The Battle of West Hunan was fought from the 6th of April to the 7th of June 1945, during the final months of the Second Sino-Japanese War. It was the last major Japanese offensive of the conflict.
What were Japan's objectives in the Battle of West Hunan?
Japan's three main goals were to neutralize the Allied airfield at Zhijiang, secure the Hunan-Guangxi and Guangzhou-Hankou railways, and preemptively disrupt a planned Chinese counteroffensive. A successful campaign would also have opened a route toward Chongqing, the Chinese wartime capital.
How many troops were involved in the Battle of West Hunan?
Japan committed approximately 80,000 men from five divisions and one independent brigade. China deployed 110,000 men across 20 divisions, supported by roughly 400 aircraft from Chinese and American air units.
Who commanded Chinese forces at the Battle of West Hunan?
He Yingqin served as commander-in-chief of Chinese forces. The Japanese 20th Army was led by Ichiro Banzai.
What were the casualties in the Battle of West Hunan?

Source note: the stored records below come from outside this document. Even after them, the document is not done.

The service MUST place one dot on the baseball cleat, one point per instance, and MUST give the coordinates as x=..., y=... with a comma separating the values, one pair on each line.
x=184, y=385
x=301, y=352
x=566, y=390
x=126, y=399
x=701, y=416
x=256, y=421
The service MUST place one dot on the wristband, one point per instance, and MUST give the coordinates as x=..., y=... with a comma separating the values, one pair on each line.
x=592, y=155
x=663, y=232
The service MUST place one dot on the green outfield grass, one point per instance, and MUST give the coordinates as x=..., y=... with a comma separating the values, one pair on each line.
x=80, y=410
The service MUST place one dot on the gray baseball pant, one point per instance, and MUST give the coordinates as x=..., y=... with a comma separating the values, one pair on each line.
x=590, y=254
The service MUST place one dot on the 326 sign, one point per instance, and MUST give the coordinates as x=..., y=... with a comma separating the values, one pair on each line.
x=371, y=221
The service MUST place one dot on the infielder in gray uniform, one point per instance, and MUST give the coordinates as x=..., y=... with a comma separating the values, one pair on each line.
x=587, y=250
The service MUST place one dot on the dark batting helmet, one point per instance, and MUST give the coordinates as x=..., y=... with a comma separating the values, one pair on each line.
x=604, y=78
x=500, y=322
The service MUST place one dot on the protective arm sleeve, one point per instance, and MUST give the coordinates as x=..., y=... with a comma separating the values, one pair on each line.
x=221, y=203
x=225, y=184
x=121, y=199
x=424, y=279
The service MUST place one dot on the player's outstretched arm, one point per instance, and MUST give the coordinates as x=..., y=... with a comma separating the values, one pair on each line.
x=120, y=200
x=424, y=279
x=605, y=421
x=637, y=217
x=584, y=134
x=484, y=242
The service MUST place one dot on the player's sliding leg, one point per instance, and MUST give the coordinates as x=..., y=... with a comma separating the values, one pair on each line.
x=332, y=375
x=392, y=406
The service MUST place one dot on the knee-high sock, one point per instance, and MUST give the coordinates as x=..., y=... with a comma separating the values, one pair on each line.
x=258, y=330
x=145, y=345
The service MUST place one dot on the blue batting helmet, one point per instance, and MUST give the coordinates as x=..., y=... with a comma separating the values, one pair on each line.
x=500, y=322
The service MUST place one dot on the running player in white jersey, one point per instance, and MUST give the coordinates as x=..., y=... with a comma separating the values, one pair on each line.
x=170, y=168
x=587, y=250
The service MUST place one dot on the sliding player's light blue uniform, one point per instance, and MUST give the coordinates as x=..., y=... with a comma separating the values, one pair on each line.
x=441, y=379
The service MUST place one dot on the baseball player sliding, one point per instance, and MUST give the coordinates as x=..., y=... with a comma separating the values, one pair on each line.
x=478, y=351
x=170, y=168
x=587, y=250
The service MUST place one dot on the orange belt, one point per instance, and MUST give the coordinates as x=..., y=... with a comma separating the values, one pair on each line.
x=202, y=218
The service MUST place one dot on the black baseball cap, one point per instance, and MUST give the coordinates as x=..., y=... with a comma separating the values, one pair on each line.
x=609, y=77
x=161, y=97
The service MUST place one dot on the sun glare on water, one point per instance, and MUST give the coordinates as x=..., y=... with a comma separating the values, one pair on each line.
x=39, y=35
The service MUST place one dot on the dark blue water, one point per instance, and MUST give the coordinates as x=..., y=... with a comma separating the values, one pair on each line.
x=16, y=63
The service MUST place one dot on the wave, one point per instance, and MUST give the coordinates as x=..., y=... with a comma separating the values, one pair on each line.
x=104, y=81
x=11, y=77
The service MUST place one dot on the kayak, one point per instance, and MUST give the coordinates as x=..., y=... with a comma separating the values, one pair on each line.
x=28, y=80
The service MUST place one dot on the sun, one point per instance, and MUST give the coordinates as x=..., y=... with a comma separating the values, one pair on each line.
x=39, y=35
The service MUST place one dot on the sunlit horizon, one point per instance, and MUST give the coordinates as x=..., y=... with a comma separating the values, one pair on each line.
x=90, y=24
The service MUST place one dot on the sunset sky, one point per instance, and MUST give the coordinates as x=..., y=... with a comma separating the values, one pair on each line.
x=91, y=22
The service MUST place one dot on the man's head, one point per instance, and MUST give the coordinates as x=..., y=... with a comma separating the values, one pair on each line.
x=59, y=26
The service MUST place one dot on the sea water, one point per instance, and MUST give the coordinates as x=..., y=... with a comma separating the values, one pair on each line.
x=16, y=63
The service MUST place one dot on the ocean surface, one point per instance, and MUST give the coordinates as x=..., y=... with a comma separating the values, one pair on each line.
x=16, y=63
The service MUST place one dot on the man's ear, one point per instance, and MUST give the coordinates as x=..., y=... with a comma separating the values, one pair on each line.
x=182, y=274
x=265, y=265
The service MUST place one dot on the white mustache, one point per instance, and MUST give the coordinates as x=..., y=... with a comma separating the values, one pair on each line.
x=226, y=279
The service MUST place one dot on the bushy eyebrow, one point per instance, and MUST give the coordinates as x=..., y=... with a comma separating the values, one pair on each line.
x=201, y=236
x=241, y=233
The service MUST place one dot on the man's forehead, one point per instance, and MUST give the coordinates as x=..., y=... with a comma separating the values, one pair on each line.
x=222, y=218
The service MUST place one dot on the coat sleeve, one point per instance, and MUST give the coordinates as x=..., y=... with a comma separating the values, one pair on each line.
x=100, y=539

Chinese sources claimed 36,358 Japanese casualties including 12,651 killed, while Japan eventually acknowledged 27,000 casualties. Chinese forces sustained 21,040 casualties, including 7,817 killed and 380 missing.
Why was the Battle of West Hunan significant in World War II?
It was the last major Japanese offensive of the Second Sino-Japanese War and the last of 22 major battles in that war to involve more than 100,000 troops. The Japanese defeat left them back at their starting positions by the 7th of June 1945 and sharply improved China's strategic position heading into a planned full-scale counterattack across South China.